Over at the History News Network, Keith Halderman reports on medical marijuana. It seems that the cool kids don’t want to be taking any drug that old geezers use:

“Nine years after the passage of the nation’s first state medical marijuana law, California’s Prop. 215, a considerable body of data shows that no state with a medical marijuana law has experienced an increase in youth marijuana use since their law’s enactment. All have reported overall decreases of more than the national average decrease — exceeding 50% in some age groups — strongly suggesting that enactment of state medical marijuana laws does not increase teen marijuana use.”

And in Slate, Jack Shafer reports on “Chief Justice Rehnquist’s Drug Habit:”

for the nine years between 1972 and the end of 1981, William Rehnquist consumed great quantities of the potent sedative-hypnotic Placidyl.

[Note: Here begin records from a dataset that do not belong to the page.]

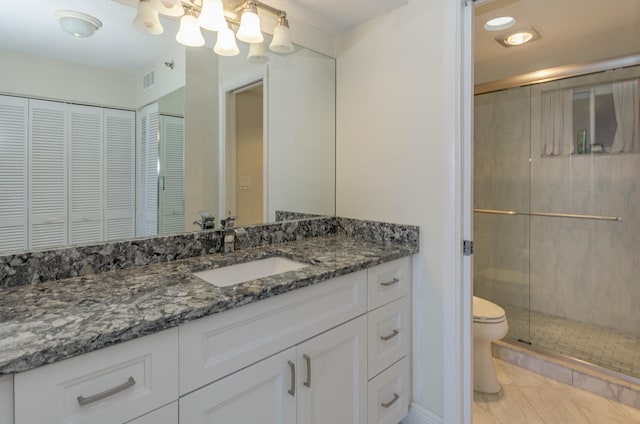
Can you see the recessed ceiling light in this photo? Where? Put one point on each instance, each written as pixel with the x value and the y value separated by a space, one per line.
pixel 518 38
pixel 78 24
pixel 500 23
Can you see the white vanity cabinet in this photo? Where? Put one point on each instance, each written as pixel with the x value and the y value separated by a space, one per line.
pixel 111 385
pixel 389 337
pixel 334 352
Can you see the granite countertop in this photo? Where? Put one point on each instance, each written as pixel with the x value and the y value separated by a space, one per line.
pixel 48 322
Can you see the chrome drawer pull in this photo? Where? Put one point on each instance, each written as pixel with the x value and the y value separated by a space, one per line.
pixel 292 390
pixel 390 283
pixel 308 359
pixel 390 336
pixel 391 402
pixel 109 392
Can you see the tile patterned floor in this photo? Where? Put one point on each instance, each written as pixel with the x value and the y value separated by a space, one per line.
pixel 530 398
pixel 601 346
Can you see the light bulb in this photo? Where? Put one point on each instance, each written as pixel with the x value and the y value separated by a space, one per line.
pixel 226 43
pixel 249 30
pixel 147 20
pixel 212 16
pixel 281 42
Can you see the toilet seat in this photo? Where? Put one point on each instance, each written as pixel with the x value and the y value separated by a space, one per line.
pixel 486 312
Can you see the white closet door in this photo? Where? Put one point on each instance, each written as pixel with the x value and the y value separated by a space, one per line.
pixel 48 132
pixel 85 175
pixel 120 176
pixel 171 191
pixel 148 171
pixel 13 173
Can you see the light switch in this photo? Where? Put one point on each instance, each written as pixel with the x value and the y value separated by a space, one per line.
pixel 244 181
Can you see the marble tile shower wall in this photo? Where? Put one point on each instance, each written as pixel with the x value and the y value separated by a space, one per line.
pixel 35 267
pixel 580 269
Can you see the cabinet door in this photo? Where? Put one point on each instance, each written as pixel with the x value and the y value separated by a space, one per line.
pixel 332 376
pixel 262 393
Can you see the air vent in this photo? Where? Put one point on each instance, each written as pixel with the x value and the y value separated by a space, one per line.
pixel 149 80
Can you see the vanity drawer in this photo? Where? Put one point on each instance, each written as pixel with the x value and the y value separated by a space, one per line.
pixel 216 346
pixel 389 334
pixel 110 385
pixel 388 282
pixel 389 394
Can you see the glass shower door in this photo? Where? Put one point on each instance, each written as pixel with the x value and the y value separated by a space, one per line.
pixel 501 233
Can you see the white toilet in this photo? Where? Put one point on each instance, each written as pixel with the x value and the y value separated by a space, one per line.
pixel 489 324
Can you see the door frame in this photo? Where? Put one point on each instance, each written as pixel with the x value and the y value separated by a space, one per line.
pixel 227 144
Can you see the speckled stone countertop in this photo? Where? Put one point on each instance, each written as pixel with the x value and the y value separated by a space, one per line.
pixel 48 322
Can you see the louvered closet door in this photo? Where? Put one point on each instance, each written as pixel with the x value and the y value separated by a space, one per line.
pixel 120 176
pixel 148 172
pixel 171 192
pixel 85 175
pixel 47 177
pixel 13 173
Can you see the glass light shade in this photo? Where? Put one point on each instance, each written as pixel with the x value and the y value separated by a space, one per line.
pixel 281 42
pixel 212 16
pixel 168 7
pixel 189 33
pixel 226 43
pixel 147 20
pixel 257 53
pixel 77 24
pixel 249 30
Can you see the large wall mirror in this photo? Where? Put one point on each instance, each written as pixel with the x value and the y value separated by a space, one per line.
pixel 220 135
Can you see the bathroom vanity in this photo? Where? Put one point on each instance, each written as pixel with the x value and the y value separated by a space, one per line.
pixel 328 342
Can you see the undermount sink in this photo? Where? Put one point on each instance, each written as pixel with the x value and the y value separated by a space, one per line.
pixel 247 271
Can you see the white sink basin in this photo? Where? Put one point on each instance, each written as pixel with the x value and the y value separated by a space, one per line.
pixel 239 273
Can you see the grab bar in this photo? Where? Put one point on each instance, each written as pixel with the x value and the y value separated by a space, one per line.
pixel 550 215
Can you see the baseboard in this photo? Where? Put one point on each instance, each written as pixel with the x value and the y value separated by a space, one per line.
pixel 420 415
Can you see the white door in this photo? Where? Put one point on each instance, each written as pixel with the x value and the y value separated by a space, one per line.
pixel 332 376
pixel 120 180
pixel 259 394
pixel 85 174
pixel 13 173
pixel 48 134
pixel 171 187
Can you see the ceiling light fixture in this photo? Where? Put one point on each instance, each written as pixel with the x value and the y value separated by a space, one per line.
pixel 78 24
pixel 518 38
pixel 500 23
pixel 210 15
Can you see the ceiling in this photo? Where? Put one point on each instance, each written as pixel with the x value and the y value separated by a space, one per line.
pixel 573 31
pixel 30 26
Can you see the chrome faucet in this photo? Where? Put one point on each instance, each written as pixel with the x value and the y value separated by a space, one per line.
pixel 230 232
pixel 206 222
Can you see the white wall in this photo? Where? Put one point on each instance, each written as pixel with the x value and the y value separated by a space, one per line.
pixel 35 76
pixel 396 156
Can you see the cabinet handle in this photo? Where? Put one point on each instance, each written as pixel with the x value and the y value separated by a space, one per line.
pixel 292 390
pixel 109 392
pixel 390 336
pixel 391 402
pixel 390 283
pixel 308 359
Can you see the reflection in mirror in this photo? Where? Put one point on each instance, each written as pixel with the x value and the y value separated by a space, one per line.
pixel 161 163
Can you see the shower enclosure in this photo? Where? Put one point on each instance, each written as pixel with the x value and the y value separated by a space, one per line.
pixel 557 215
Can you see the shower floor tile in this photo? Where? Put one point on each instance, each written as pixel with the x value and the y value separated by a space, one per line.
pixel 611 349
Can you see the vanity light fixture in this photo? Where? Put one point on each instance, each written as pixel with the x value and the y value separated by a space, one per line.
pixel 519 38
pixel 78 24
pixel 146 19
pixel 210 15
pixel 500 23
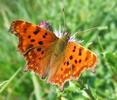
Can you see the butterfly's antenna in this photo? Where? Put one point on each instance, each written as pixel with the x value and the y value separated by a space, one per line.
pixel 91 29
pixel 63 16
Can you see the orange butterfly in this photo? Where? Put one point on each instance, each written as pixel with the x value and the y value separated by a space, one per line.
pixel 46 54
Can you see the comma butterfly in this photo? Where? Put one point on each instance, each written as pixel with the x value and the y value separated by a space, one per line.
pixel 58 59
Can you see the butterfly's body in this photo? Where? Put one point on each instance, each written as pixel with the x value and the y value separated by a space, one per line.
pixel 50 56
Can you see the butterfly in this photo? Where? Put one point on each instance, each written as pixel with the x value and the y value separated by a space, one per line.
pixel 58 59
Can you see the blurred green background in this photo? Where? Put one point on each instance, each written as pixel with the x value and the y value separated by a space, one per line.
pixel 80 15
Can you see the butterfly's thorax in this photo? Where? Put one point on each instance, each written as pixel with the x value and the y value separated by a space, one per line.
pixel 60 45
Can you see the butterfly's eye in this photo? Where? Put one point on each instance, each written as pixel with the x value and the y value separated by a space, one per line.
pixel 40 42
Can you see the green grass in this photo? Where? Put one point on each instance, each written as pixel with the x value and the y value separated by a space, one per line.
pixel 80 15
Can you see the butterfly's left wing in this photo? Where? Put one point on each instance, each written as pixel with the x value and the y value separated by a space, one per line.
pixel 31 35
pixel 76 60
pixel 35 43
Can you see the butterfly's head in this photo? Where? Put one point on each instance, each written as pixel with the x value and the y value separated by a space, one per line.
pixel 46 25
pixel 66 36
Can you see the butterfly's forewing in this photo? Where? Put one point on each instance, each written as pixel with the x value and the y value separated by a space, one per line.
pixel 35 43
pixel 31 36
pixel 76 60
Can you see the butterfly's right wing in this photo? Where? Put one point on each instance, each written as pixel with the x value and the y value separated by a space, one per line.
pixel 75 60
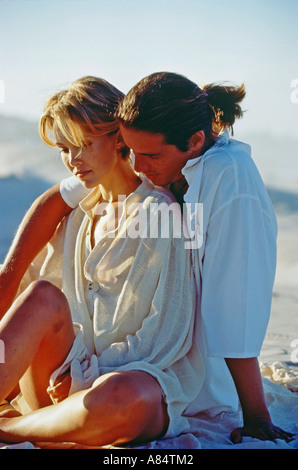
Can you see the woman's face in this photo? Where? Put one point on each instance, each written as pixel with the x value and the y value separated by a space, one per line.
pixel 93 164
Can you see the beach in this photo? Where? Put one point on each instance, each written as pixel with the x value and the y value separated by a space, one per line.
pixel 28 167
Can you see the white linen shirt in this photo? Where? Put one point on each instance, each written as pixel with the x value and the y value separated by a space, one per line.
pixel 234 266
pixel 132 298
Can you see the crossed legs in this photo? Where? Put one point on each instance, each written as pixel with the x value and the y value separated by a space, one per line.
pixel 120 407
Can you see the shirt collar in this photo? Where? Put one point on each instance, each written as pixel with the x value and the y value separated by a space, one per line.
pixel 221 140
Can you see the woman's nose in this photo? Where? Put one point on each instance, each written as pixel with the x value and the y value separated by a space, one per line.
pixel 141 165
pixel 75 157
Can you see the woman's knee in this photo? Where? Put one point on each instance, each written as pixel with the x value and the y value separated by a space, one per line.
pixel 131 402
pixel 51 300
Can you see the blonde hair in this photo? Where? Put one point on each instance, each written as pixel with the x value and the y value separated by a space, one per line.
pixel 87 107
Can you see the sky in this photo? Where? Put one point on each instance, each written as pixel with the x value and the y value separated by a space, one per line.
pixel 46 44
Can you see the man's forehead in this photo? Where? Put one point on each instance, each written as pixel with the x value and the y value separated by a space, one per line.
pixel 143 142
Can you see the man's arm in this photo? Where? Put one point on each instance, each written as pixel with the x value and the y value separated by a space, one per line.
pixel 35 230
pixel 256 418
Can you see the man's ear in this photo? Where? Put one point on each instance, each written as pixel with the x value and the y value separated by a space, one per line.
pixel 121 147
pixel 196 142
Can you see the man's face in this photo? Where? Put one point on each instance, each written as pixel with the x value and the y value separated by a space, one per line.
pixel 162 163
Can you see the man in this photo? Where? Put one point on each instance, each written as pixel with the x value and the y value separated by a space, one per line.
pixel 178 134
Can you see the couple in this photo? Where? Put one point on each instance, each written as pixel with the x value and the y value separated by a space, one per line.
pixel 130 336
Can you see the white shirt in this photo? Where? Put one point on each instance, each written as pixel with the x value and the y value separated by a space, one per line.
pixel 131 297
pixel 235 265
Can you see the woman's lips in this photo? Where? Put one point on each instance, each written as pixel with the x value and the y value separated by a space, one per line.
pixel 82 173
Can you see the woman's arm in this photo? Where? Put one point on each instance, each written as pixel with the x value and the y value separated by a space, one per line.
pixel 35 230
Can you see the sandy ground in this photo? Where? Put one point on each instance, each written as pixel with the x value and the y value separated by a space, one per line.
pixel 283 324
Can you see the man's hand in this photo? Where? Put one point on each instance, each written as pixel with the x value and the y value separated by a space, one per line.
pixel 262 429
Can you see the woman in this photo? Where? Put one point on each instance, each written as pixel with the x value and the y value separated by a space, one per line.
pixel 106 312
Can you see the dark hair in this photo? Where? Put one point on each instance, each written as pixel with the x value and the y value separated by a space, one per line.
pixel 171 104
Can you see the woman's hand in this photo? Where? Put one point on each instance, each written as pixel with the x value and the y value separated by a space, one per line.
pixel 60 389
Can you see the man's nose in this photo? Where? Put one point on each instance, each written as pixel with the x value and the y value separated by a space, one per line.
pixel 141 164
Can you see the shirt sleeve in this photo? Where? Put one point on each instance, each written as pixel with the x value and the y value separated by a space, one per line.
pixel 238 273
pixel 72 191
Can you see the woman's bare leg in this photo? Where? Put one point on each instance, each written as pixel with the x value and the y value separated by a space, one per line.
pixel 37 333
pixel 120 407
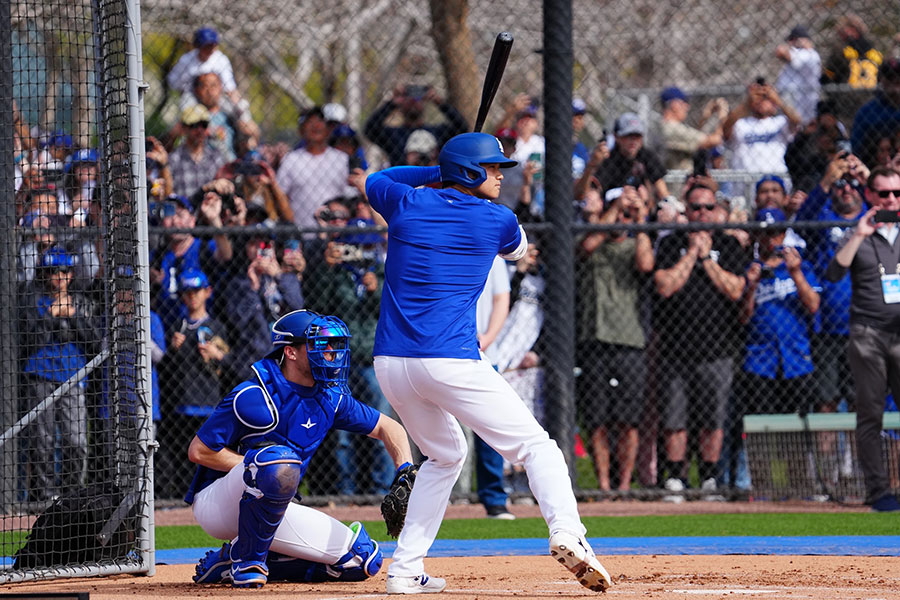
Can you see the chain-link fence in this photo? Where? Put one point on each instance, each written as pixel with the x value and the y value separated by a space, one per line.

So great was Rehnquist’s Placidyl habit, dependency, or addiction—depending on how you regard long-term drug use—that by the last quarter of 1981 he began slurring his speech in public, became tongue-tied while pronouncing long words, and sometimes had trouble finishing his thoughts.

Now, I’m not pointing this out to dis-honor the dead: I believe that we all have the right to take drugs of our choice, as long as we’re not hurting others. I just wish that those who made our drug policy agreed with me.

I was simply unaware of this bit of history, made all the more interesting by Rehnquist’s role in crafting the war on drugs. (I’m remembering a bit in “Smoke and Mirrors” in which Rehnquist proposed measures which he said the Supreme Court would never uphold, but can’t find my copy right now. It’s hard for the youth of the nation to remember a time when the Supreme Court wouldn’t uphold expansions of police power.)